Valérian de Thézan de Gaussan · Data Engineering for process-heavy organizations

The first question to ask when requested a new feature

It is not 'When this needs to be done'

Stop coding first, start questioning the purpose!

This isn’t just a bold statement; it’s a game-changer in the realm of software development.

« Why it needs to be done? »

Before diving into coding a feature, the pivotal question isn’t about the ‘how’ but the ‘why’. What’s the business interest behind it? In a landscape where many developed features end up unused, a developer who can judiciously say no to an unnecessary feature is not just a coder but a cost-saver.

« Because I was asked, so I’m asking you »

There are often a lot of intermediaries between the developers and the users, or the business owner. They’re called various names, product owners, scrum masters, business analysts.

I have nothing against these people. I do think they are very competent. But it is all a game of chinese whispers: by having many intermediaries, the actual purpose of a feature get lost. It is a simple observation that I make over and over.

Thus, the meaningless tasks pile up in the backlog. The more tasks, the more cloudy the vision of what needs to be done.

A proposition

Imagine having a panel of users directly accessible to your developers. No Product Owners, no Business Analysts, just unfiltered, raw user feedback. This direct user-developer interaction is where the magic happens. It’s in the developer’s understanding of user needs that the right functionality takes shape, not just in the code they write.

Then, by making sure the user need is properly aligned with the company strategy, and make sense within the product, it can be implemented directly, without waiting time.

This is how products evolve and businesses flourish, preventing them from being overtaken by competitors due to sluggishness.

So, encourage your teams to probe, delve, and question relentlessly.
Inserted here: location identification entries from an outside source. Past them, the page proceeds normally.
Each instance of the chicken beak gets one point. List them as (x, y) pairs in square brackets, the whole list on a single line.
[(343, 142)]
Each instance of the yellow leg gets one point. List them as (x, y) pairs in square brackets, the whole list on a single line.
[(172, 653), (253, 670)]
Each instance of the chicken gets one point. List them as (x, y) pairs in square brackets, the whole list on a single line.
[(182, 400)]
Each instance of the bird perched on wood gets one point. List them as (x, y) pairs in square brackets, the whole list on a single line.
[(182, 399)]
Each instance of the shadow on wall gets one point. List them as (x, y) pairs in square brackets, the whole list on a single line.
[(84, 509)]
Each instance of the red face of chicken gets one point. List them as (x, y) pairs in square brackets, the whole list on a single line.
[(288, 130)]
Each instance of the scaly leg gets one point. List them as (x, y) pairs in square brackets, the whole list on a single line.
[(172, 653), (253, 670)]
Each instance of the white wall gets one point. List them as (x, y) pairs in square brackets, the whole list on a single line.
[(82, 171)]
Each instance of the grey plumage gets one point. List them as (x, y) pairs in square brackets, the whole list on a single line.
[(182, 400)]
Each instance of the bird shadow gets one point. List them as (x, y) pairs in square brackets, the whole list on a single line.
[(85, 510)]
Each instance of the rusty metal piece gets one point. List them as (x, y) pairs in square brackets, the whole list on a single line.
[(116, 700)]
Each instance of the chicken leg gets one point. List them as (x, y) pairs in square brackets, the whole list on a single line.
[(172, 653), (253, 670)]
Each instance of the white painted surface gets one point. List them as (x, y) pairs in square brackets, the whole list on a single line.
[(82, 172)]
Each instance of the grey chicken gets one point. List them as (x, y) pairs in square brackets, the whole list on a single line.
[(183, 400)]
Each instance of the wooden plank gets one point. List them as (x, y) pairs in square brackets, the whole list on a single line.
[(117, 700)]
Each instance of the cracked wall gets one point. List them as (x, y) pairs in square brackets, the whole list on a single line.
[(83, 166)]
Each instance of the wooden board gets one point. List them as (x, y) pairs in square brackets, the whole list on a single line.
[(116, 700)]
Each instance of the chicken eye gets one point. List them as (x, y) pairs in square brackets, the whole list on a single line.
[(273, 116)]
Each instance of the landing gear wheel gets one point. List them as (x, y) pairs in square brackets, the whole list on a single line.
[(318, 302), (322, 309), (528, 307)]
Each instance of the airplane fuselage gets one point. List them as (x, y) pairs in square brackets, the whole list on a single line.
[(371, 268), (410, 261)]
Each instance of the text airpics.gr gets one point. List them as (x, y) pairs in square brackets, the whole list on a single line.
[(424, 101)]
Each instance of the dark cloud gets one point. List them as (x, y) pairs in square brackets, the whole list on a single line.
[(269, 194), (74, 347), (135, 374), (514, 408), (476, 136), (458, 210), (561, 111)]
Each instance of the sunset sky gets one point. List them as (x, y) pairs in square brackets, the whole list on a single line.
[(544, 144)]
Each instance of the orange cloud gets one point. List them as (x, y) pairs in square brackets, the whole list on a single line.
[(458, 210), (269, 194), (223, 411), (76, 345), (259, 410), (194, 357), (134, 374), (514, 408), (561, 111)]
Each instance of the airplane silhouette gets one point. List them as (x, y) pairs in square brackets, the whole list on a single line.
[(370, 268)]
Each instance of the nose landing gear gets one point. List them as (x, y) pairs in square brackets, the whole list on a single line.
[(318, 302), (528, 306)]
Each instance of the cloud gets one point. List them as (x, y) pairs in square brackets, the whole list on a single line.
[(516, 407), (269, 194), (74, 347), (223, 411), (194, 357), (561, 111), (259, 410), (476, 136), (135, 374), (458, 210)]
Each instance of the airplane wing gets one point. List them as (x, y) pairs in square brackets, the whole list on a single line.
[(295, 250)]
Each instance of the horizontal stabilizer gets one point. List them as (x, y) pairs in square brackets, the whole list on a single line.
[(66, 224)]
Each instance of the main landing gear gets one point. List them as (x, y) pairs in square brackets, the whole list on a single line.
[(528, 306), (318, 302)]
Seek to understand the real pain points of your users. This approach is far more valuable than ticking off hundreds of items in a backlog. It’s about building features that truly matter, that solve real problems, and ultimately, that add tangible value to your business.

In software development, less can indeed be more, when it’s the right ‘less’. Let’s shift focus from “working the whole backlog” to “working only what is necessary”.